Mit verschwommener Sicht sah ich auf die Fotos in meiner Hand.
Damals waren wir so glücklich gewesen und nichts hätte uns trennen können. Bis zu dem Tag, als du gegangen warst. Vor zehn Jahren warst du einfach von der Arbeit nicht mehr nach Hause gekommen und ich hatte dich mehrfach versucht zu erreichen . Stundenlang hatte ich auf dich gewartet, auf deiner Arbeit angerufen und nach dir gefragt. Sie hatten gemeint, du wärst schon vor ein paar Stunden gefahren. Deinen Kollegen hatte ich auch nicht erreichen können, obwohl ihr immer zusammen gefahren seid.
Ich wischte eine Träne weg und nahm mir das nächste Bild vor. Da waren wir in den Flitterwochen in Paris. Ich wollte eigentlich nie dorthin, aber du hattest mich damals damit überrascht und gesagt, dass du es unbedingt mit mir zusammen erleben wolltest. Du hattest mir damals gezeigt, wie schön Paris sein konnte. Ich wusste noch, dass ich panische Angst hatte, mit dir auf den Eifelturm zu gehen. Krampfhaft hatte ich mich festgehalten und du hattest mich in den Arm genommen und gesagt, dass du mich immer lieben und auffangen würdest. Egal wie hoch es gewesen wäre.
Im nächsten Bild waren wir noch jünger und gerade mal drei Jahre zusammen gewesen. Wir hatten uns so oft gestritten und hinterher darüber gelacht. Und dennoch hattest du mir immer gesagt, wie sehr du mich lieben würdest. Dieses verflixte dritte Jahr war seinem Namen gerecht geworden.
Als ich das nächste Bild ansah, konnte ich mich nicht mehr halten. Wir waren die glücklichsten Menschen im ganzen Universum gewesen. Unser Lächeln war so breit und wir sahen einfach nur glücklich aus. Deine Mutter hatte noch diese peinliche Rede geschwungen und teilte uns zum Schluss dann mit, dass sie sich viele Enkelkinder wünschte.

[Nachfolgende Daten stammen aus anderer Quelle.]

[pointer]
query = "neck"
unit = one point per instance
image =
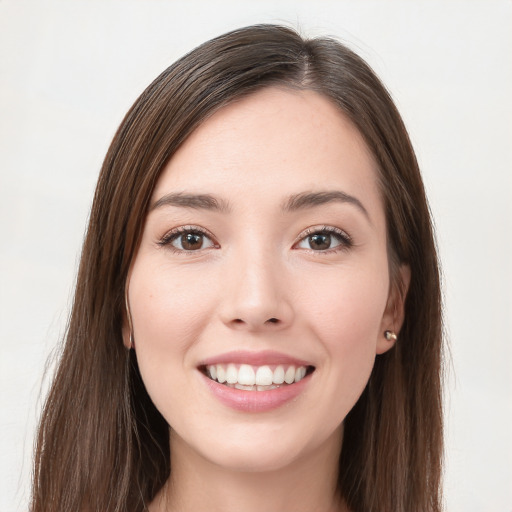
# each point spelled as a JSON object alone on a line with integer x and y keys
{"x": 307, "y": 485}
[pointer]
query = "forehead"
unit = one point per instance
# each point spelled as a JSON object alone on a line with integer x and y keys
{"x": 271, "y": 144}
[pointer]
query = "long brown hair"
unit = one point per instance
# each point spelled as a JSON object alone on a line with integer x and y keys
{"x": 102, "y": 445}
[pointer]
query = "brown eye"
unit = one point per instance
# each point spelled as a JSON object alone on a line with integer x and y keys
{"x": 191, "y": 241}
{"x": 324, "y": 240}
{"x": 187, "y": 240}
{"x": 320, "y": 242}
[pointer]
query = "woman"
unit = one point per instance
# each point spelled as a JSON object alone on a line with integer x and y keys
{"x": 257, "y": 317}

Unsere Gäste hatten alle gelacht aber auch applaudiert. Später sagtest du mir, du würdest mit mir ganz viele Kinder haben wollen. Eine richtige Regenbogenfamilie, waren deine Worte. Leider kam es nicht mehr dazu.

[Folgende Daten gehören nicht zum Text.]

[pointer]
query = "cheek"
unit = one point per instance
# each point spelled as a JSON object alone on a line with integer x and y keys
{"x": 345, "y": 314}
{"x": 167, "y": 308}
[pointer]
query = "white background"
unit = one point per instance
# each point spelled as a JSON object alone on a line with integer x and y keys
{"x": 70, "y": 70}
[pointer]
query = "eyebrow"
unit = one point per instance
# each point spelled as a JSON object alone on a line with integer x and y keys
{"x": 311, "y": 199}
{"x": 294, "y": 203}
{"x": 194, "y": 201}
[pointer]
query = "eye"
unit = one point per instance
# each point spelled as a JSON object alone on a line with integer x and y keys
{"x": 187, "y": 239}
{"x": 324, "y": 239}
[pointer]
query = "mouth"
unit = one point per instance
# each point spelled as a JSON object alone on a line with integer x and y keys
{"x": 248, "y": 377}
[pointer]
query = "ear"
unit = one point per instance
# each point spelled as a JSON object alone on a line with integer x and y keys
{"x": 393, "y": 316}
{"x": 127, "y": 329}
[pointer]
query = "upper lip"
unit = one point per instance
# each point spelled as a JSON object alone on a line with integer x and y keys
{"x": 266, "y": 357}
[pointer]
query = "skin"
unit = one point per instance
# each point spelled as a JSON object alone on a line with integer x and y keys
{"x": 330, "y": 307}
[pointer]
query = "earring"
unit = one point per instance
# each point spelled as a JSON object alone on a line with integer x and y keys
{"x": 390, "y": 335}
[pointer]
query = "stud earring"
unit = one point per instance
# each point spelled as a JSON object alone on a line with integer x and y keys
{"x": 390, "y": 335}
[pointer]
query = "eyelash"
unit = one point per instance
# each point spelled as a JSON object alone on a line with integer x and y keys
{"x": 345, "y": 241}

Das nächste Bild starrte ich intensiver an. Nur wir beide, auf unserem Grundstück mit einem Spaten in der Hand. Da hatten wir mit dem Hausbau begonnen und fürchterlich ausgesehen. Wir standen nebeneinander mit dieser von Schlamm besudelten Arbeitskleidung; der Spaten zwischen uns, und du hattest dein bestes Lächeln aufgesetzt. Im letzten Moment hattest du mir Schlamm durchs Gesicht gezogen, bevor der Selbstauslöser abgelaufen war. Ich war so sauer gewesen, aber du hattest mich nur ausgelacht. Als ich dir dann auch was davon in dein Gesicht schmierte, hatten wir uns noch eine ganze Zeit lang beworfen, bis wir laut lachend auf dem Boden lagen. Ich liebte dein Lachen. Ich wischte mir erneut die Tränen weg und sah das letzte Bild an. Es war von deinem Unfall aus der Zeitung. Wusstest du, dass ich es an diesem Abend schon geahnt hatte? Damals hatte ich plötzlich dieses Gefühl in mir. Es machte mich wahnsinnig und ich war so verzweifelt. Dann, als ich den Anruf bekam, brach meine ganze Welt zusammen. Unsere Welt.

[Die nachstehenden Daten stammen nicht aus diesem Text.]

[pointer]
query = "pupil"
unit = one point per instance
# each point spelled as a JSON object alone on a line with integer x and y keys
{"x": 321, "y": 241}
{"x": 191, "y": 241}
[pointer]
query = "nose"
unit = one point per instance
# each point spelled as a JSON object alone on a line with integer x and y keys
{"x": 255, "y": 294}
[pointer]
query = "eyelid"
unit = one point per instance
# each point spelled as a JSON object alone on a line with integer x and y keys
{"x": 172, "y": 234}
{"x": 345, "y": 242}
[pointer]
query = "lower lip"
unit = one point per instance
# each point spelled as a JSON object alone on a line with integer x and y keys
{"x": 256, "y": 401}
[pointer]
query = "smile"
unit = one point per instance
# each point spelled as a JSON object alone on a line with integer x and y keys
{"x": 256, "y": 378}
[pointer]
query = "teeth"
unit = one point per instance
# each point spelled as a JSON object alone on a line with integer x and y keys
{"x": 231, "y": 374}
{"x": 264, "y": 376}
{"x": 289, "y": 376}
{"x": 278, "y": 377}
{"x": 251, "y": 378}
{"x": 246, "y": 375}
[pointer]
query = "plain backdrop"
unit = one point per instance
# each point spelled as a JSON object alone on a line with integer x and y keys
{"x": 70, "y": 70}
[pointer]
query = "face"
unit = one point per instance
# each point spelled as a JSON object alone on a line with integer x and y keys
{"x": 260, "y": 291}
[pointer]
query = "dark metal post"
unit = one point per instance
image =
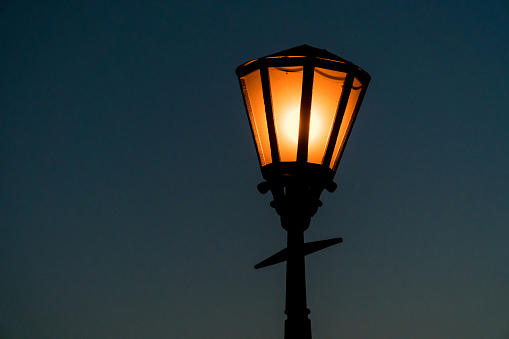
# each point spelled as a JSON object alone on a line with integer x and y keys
{"x": 297, "y": 324}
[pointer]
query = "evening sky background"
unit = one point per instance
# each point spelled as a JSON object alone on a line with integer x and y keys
{"x": 128, "y": 201}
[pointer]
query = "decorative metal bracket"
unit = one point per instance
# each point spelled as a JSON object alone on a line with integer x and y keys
{"x": 308, "y": 248}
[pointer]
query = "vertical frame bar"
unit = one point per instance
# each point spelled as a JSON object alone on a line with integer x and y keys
{"x": 305, "y": 112}
{"x": 333, "y": 139}
{"x": 354, "y": 114}
{"x": 269, "y": 113}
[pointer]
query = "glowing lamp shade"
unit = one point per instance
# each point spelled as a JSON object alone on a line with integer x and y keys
{"x": 301, "y": 104}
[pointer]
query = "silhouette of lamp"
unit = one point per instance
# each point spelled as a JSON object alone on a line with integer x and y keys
{"x": 302, "y": 104}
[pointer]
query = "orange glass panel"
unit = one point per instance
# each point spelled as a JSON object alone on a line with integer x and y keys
{"x": 327, "y": 88}
{"x": 286, "y": 92}
{"x": 252, "y": 89}
{"x": 346, "y": 123}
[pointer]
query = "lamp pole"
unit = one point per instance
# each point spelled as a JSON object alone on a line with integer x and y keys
{"x": 299, "y": 163}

Mit frischen Blumen und einer Kerze ging ich dich besuchen. Ich stand nun vor deinem Grab und starrte auf deinen Stein, stellte die Blumen in die Vase und zündete die Kerze an. Ich wusste doch, wie sehr du die Dunkelheit nicht mochtest. Einen Moment verweilte ich noch und legte das letzte Foto aufs Grab. Es zeigte unseren zehnjährigen Sohn bei deiner Mutter im Garten.
Ich sollte dich lieb von ihr grüßen.
Das verblichene Foto vom letzten Jahr nahm ich wieder an mich. Nächstes Jahr würdest du wieder eins bekommen. Und irgendwann, dann würde auch ich wieder bei dir sein und nichts wird uns dann mehr trennen können.